Jealousy: The Other Life of Catherine M.
I am at a loss as to how to review Jealousy: The Other Life of Catherine M. I suppose that’s not a very good way to write a review, but it’s the truth. After reading this memoir, I feel as though I know nothing about the author Catherine, her partner Jacques, or any of the nameless lovers that passed through both of their lives.
Catherine Millet is an art critic, and, in her words, a libertine. Her first memoir, The Sexual Life of Catherine M., was the story of her life told through the numerous sexual encounters she has had. She participated in outdoor sex, orgies, and same sex encounters, among others. In Jealousy, Catherine let us into the love side of her life. “I had love at home. I sought only pleasure in the world outside.” When she discovers her partner Jacques has had numerous affairs, she is devastated. She obsesses over his affairs, trying to figure out when they occurred, with whom and who knew.
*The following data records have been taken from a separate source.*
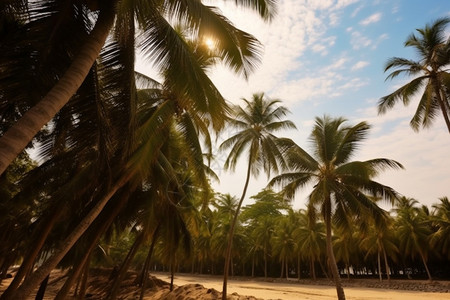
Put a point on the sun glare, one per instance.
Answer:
(210, 43)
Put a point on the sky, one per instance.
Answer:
(327, 57)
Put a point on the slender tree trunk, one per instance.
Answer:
(287, 269)
(146, 268)
(20, 134)
(172, 273)
(77, 268)
(265, 264)
(282, 269)
(379, 265)
(386, 265)
(426, 266)
(444, 108)
(313, 270)
(41, 292)
(83, 287)
(33, 252)
(231, 234)
(31, 283)
(253, 265)
(332, 259)
(124, 267)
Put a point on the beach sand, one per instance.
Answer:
(191, 287)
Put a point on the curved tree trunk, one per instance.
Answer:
(34, 279)
(386, 265)
(124, 267)
(20, 134)
(332, 259)
(379, 265)
(426, 266)
(41, 292)
(31, 255)
(444, 108)
(230, 237)
(76, 271)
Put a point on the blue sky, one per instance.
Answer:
(327, 57)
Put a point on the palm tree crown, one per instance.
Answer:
(340, 185)
(432, 73)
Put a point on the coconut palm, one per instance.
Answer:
(379, 240)
(431, 70)
(283, 243)
(441, 219)
(340, 186)
(413, 230)
(257, 122)
(310, 237)
(160, 42)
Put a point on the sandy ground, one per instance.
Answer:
(190, 287)
(292, 291)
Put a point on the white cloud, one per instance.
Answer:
(359, 65)
(371, 19)
(358, 41)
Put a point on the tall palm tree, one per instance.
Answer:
(257, 122)
(441, 219)
(413, 230)
(379, 240)
(431, 70)
(339, 184)
(161, 43)
(283, 243)
(310, 237)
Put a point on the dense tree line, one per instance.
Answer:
(124, 179)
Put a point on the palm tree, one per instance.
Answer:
(161, 43)
(413, 230)
(257, 122)
(340, 185)
(441, 219)
(379, 239)
(310, 237)
(431, 70)
(283, 243)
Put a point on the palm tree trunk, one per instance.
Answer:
(265, 264)
(379, 265)
(34, 279)
(21, 133)
(332, 259)
(30, 257)
(386, 265)
(84, 279)
(124, 267)
(41, 292)
(444, 108)
(230, 237)
(426, 266)
(77, 268)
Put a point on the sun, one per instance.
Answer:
(210, 43)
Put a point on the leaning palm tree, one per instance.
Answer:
(149, 20)
(340, 186)
(431, 70)
(441, 219)
(257, 123)
(413, 230)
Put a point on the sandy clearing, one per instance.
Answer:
(288, 291)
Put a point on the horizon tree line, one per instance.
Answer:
(124, 153)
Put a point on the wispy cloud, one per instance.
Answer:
(359, 65)
(371, 19)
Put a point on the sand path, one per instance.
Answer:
(287, 291)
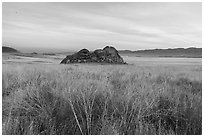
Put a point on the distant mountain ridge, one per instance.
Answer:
(176, 52)
(6, 49)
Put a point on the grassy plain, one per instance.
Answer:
(149, 96)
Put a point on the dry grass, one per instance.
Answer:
(95, 99)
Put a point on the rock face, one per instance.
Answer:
(105, 55)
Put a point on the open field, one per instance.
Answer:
(148, 96)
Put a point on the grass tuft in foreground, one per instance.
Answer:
(69, 101)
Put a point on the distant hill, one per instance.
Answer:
(177, 52)
(8, 50)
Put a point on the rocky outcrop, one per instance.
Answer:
(105, 55)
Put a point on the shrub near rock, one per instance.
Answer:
(105, 55)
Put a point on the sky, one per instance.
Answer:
(63, 27)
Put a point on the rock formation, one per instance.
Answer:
(106, 55)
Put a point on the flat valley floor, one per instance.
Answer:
(147, 96)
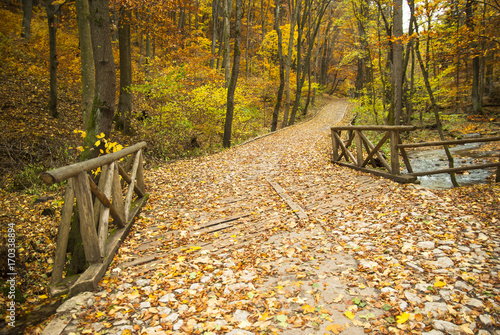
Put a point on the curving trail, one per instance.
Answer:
(271, 237)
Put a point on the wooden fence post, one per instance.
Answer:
(63, 235)
(86, 213)
(395, 152)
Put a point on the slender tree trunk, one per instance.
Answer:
(103, 108)
(27, 13)
(311, 37)
(425, 74)
(125, 99)
(51, 19)
(288, 60)
(277, 106)
(247, 48)
(397, 63)
(227, 45)
(87, 59)
(476, 63)
(234, 78)
(215, 18)
(148, 57)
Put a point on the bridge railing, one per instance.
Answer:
(372, 154)
(96, 203)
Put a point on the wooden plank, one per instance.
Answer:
(335, 145)
(140, 175)
(395, 168)
(128, 180)
(222, 220)
(406, 160)
(375, 127)
(345, 152)
(359, 147)
(450, 142)
(117, 197)
(399, 178)
(130, 192)
(104, 217)
(455, 169)
(63, 234)
(299, 211)
(97, 205)
(90, 278)
(103, 199)
(86, 214)
(375, 150)
(63, 173)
Yet, her narrative voice is disconcerting. In The Sexual Life of Catherine M., the detached voice Millet writes with was a fascinating way to present such lusty endeavors. In Jealousy, that detachment becomes a wall between the author and her audience. It began to feel less like a narrative decision and more like Millet is detached from herself. When she casually mentions that her previous partner beat her, but “I never saw any anger in his face,” it is legitimately hard to judge how to take that information. Her descriptions of how she dealt with Jacques’ betrayal are similarly detached. “Discovering the name to match the initial, putting a face to it, piecing together a set of circumstances and a precise place, based on a given date. And above all, translating two or three words used by Jacques into a whole dialogue, with gestures and speech, between him and the figure I had created, with more or less accuracy.” She channels all of her angry, jealousy, and rage into sexual fantasies that both humiliate and empower her.
She admits that Jacques was not happy at her sexual life when they met, and that they had never discussed the boundaries in their relationship. She never connects his actions with her own. Because Jacques is so enigmatic, her reaction seems much more like an overreaction. He is so far removed that he is more of a concept than a person. The memoir needed him as much as her, and without him, it feels imbalanced.
I do not know whether to tell you to read the book or not. If you enjoyed The Sexual Life of Catherine M., Jealousy may be the perfect complement to it. If you did not like Sexual Life, you will not like Jealousy. Also, if you haven’t read Sexual Life, then this is not the book for you.